TRIBUNNEWS.COM-Rabu (28 Juni 2020) sekitar jam 8:30 pagi, kedua pelaku diusir dari kerumunan di depan Jalan Wolter Monginsidi Indomaret di Distrik Genuk, Semarang.

Sebelum penangkapan, Genuk Semarang ditemukan pada hari Minggu (28 Juni 2020) di Ngaloran dukuh, Desa Tegalarum, Desa Tangalarum, Jalan Wianggen Demak.

Kepala Polisi Genuk Subroto Kompr menyebutkan dua penulis, yang masing-masing adalah penduduk Muhammad Muhir Koirun (23), seorang penduduk Ganginsari, Bangetayu Wetan, Genuk Semarang dan Khoirudin (24), dan seorang warga Wringinjajar.

“Mereka ditangkap setelah mengajukan gugatan dengan korban.”
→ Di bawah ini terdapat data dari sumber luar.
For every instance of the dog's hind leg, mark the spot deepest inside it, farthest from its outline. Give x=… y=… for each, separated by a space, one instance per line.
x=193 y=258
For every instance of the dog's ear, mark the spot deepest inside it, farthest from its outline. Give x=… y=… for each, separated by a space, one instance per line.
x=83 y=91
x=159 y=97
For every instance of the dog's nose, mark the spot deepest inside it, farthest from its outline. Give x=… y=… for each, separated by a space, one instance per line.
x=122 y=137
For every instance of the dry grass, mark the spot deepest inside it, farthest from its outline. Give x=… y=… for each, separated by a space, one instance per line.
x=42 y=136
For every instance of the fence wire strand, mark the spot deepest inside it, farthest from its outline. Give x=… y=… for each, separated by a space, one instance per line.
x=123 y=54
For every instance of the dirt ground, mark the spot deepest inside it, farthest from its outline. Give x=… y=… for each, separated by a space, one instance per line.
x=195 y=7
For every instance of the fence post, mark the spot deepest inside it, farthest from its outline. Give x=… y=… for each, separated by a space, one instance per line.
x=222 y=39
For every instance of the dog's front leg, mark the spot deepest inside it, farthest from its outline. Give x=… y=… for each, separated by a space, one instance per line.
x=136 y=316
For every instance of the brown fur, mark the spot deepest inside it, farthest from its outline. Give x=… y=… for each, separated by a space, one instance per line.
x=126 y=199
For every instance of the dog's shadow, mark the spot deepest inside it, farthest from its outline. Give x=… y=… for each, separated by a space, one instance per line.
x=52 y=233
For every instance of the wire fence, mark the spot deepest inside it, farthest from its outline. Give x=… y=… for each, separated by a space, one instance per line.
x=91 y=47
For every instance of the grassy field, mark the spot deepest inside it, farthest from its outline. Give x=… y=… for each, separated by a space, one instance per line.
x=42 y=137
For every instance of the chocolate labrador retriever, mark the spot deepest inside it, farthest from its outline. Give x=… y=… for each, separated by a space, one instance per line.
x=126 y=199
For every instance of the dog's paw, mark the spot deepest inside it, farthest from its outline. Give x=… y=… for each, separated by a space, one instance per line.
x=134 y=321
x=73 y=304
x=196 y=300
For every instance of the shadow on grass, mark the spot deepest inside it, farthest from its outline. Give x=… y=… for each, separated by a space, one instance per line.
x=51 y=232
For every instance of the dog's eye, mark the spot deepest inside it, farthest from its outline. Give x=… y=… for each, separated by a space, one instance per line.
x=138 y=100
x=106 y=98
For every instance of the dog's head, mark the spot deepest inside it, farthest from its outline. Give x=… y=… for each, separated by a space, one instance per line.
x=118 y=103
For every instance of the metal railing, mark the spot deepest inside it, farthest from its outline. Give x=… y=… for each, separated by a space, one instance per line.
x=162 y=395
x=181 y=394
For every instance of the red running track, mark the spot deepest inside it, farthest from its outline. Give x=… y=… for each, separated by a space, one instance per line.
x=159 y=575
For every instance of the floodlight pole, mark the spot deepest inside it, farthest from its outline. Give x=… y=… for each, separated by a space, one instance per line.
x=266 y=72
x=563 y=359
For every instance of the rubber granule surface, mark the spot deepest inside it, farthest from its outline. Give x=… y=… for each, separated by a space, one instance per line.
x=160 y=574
“Dalam insiden itu, korban mengejar penyerang sambil berteriak dan ditangkap oleh polisi Genuk dan warga Jalan Wolter, warga Monginsidi Genuk. “Minggu (28 Juni 2020) di Tribunjateng.com.

Kepala polisi melanjutkan dengan mengatakan bahwa kedua penulis memang ditahan oleh orang banyak, jadi ketika mereka dipukuli, mereka diikat ke kantor polisi Denuk.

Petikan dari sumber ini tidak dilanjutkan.